Table 2. Segmentation results compared to results of HNC 2015

Figure 3 is showing a representative result of SG segmentation. When looking at the contour obtained with Model I+ (right) it can be observed that the resulting boundaries are smoother and more regularized than the result obtained with Model I (left). Higher amount of regularization is also expressed by lower max. HD values for Model I+ (except for OC segmentation, most probably caused by lower pre-alignment accuracy).

Fig. 3.
figure 3

Result of SG segmentation using Model I (left), Model I + (right) vs manual segmentation (center)

Applying the CNN on a new dataset took between 1 (OC) and ~20 s (PG) per dataset. Affine pre-alignment roughly took 1 min per dataset.

4 Conclusion

A fast segmentation approach for volumetric images based on Convolutional Neural Networks has been presented. To the best or our knowledge a deep CNN has not been used and evaluated for segmenting multiple structures in clinical CT images before. In contrast to [8] shape and locality information have been directly integrated into the CNN using atlases and probability maps. In addition, the approach is applying and combining state-of-the-art components for Deep Learning that have been introduced recently and partly have not been used in medical imaging before.

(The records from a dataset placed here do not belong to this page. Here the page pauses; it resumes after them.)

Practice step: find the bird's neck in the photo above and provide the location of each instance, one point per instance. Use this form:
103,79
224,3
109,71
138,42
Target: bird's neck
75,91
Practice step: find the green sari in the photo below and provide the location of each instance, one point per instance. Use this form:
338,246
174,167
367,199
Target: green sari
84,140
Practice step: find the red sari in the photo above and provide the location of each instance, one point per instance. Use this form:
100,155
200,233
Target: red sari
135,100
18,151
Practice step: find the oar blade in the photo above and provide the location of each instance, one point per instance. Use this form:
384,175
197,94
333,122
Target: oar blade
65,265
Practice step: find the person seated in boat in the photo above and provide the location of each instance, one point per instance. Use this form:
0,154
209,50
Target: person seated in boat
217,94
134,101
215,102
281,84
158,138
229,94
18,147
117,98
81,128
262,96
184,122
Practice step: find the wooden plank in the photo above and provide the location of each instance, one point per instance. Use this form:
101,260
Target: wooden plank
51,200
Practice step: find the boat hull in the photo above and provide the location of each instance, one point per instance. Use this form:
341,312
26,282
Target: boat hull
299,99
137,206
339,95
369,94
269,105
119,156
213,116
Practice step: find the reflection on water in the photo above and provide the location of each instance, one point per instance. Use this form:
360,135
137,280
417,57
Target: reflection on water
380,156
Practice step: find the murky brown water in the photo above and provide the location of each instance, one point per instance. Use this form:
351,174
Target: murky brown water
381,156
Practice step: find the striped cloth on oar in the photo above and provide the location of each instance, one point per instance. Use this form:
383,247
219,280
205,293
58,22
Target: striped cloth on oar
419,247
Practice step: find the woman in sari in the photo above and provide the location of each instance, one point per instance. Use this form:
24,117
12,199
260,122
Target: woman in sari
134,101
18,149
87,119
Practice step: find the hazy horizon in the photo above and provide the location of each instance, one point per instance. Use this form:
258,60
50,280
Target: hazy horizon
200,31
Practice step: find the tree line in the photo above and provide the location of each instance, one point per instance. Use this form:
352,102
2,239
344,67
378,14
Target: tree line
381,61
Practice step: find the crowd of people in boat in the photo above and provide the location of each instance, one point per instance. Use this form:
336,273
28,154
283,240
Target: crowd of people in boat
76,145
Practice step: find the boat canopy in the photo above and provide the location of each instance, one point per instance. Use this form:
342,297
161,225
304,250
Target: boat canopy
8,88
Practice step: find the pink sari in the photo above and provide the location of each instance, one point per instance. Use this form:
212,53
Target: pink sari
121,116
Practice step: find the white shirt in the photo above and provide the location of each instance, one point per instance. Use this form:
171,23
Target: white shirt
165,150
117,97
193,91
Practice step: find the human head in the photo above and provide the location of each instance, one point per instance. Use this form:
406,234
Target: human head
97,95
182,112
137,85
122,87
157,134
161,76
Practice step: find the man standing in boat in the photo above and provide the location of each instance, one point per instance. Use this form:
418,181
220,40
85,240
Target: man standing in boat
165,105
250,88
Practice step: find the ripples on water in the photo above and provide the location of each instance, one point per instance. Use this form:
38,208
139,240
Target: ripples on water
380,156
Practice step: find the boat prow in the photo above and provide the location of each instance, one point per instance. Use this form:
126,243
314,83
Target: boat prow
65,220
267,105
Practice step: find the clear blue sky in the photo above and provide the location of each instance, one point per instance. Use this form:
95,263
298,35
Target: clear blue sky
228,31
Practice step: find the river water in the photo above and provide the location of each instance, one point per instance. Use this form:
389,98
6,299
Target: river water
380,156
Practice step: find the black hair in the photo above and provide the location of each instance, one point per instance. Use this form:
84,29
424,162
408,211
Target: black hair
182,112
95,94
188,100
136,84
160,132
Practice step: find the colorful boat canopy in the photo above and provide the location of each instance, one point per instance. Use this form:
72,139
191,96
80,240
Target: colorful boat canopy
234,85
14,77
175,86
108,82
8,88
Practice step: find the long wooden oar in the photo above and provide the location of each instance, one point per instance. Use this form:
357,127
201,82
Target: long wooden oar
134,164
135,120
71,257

Evaluation was performed using a publically available dataset of the Head & Neck area. Especially compared to highly developed approaches used during HNC15, the results are very promising especially when considering that only 75 % of the HNC datasets have been used for learning (15 vs. 20 dataset for HNC15, 5 datasets have been used as validation set for CNN training). In addition the approach is easy to use and comparably fast. Whereas combing probability patch information with intensity patches does not significantly improve DICE scores, it (significantly) decreases the maximum HD for PG and SG segmentation. This shows the potential of combining image information with meta-information on shape and locality of structures. In future work, the approach will be extended by using more complex CNNs based on residual learning in combination with additional shape descriptors.